Some other afternoon: Alan and I had to hitch a ride all the way across an island, from the Corsican wilderness to the port of Bastia. The cars roared past at full speed because of the fuel crisis, until one little red coupe drove off the road; the driver couldn’t speak a word of English and kept cursing in Russian or something. The smell of a gas leak sent all three of us running back onto the pavement, where we hitched another ride with a few bumps and bruises and life in all its infinite generosity on our side. How could I have known that a few months later, it would all be consumed by a single word? Aneurism. I would become a widow at the age of twenty-seven.
Not long before Corsica, another island: I visited every corner of Matanzas with Alexis, my longhaired lover. At the time, we possessed the eternal youth of the fire-eater. We were practically children. We took the gasoline he was hoarding for his old Studebaker and exchanged it for a bottle of rum. We drank it down to the last drop by the seaside at Varadero. Melancholy and drunk, we bid farewell to a romance that said nothing about either of us because, to be honest, we never had any faith in it.
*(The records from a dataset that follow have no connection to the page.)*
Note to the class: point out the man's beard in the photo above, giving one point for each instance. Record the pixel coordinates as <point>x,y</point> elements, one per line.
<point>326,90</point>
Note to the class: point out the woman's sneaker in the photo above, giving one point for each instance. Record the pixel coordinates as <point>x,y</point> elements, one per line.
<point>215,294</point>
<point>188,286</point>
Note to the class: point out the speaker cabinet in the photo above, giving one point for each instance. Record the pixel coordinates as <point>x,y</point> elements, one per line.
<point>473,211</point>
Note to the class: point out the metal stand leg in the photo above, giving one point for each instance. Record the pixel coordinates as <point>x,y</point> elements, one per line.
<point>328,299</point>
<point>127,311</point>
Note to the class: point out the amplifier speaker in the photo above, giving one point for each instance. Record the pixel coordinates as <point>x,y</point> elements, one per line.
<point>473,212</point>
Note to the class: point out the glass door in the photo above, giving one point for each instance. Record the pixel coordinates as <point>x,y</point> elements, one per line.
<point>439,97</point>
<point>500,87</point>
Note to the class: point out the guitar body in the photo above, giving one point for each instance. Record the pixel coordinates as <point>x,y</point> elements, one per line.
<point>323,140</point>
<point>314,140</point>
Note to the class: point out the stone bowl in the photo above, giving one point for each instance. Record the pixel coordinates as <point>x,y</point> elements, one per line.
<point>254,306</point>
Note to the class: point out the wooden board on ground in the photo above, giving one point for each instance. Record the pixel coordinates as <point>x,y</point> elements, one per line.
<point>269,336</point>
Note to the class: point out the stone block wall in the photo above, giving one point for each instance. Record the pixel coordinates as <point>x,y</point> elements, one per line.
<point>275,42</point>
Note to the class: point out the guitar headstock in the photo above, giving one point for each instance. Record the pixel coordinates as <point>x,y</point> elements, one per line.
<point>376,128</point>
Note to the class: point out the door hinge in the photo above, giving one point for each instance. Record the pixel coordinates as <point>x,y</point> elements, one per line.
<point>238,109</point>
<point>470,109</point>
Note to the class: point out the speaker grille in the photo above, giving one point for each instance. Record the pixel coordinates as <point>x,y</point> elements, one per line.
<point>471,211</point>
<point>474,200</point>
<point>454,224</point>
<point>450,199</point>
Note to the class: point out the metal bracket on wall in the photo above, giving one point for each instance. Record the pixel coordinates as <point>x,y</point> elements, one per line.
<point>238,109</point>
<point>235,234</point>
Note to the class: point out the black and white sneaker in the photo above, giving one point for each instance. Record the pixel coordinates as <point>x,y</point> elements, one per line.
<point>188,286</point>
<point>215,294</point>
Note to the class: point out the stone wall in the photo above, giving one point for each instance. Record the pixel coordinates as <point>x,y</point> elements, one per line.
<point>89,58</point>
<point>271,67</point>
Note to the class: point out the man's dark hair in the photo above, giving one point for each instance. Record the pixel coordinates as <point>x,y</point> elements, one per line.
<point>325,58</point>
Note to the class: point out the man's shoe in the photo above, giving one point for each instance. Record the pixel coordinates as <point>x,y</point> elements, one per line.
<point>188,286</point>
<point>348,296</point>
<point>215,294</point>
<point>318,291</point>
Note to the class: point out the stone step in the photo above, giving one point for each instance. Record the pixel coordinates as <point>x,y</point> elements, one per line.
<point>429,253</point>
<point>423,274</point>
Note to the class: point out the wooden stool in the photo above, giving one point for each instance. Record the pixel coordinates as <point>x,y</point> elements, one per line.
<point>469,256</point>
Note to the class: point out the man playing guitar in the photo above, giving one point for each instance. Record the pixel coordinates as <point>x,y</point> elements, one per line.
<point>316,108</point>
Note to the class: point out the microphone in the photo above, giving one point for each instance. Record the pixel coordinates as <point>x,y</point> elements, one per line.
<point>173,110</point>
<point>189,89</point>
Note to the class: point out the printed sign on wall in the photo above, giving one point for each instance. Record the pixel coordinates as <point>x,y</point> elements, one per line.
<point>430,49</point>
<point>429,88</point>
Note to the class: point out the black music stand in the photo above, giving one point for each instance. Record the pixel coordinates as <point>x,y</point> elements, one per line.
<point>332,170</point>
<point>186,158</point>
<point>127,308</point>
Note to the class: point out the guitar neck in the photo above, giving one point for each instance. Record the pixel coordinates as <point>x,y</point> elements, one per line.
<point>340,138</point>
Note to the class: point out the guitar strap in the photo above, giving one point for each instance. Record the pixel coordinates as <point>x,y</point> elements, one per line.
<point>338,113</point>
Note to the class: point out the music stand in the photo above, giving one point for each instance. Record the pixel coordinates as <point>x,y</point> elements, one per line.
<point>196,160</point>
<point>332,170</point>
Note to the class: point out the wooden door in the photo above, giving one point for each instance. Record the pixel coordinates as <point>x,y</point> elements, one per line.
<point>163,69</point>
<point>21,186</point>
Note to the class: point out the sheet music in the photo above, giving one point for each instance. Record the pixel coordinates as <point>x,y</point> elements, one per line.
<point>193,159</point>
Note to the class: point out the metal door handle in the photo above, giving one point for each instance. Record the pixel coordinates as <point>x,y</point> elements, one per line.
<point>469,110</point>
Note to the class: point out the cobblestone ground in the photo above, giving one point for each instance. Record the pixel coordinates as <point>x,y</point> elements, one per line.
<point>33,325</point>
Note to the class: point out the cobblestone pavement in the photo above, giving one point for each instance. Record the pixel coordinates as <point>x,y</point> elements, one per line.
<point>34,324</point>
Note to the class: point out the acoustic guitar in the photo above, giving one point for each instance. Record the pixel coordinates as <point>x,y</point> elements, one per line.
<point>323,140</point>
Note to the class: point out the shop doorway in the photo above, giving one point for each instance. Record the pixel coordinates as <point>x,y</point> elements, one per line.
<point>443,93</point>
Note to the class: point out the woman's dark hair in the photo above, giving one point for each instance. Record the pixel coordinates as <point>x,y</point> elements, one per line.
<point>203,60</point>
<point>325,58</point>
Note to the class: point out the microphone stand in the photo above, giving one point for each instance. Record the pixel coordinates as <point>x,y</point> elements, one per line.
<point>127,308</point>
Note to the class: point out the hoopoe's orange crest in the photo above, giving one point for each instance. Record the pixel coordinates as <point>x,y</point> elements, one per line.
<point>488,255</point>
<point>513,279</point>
One Sunday, when it was my turn to cover the night shift at the newspaper where I worked: they assigned me to cover an uprising in a small town; some police officers had been kidnapped, and people were threatening to burn them alive unless the government guaranteed to keep its word, which was worthless. By the time I got there, the ominous smell of burnt flesh already rose from the main square. Only one of the officers survived; he had embraced his executioner with all the terror and love for life he could muster.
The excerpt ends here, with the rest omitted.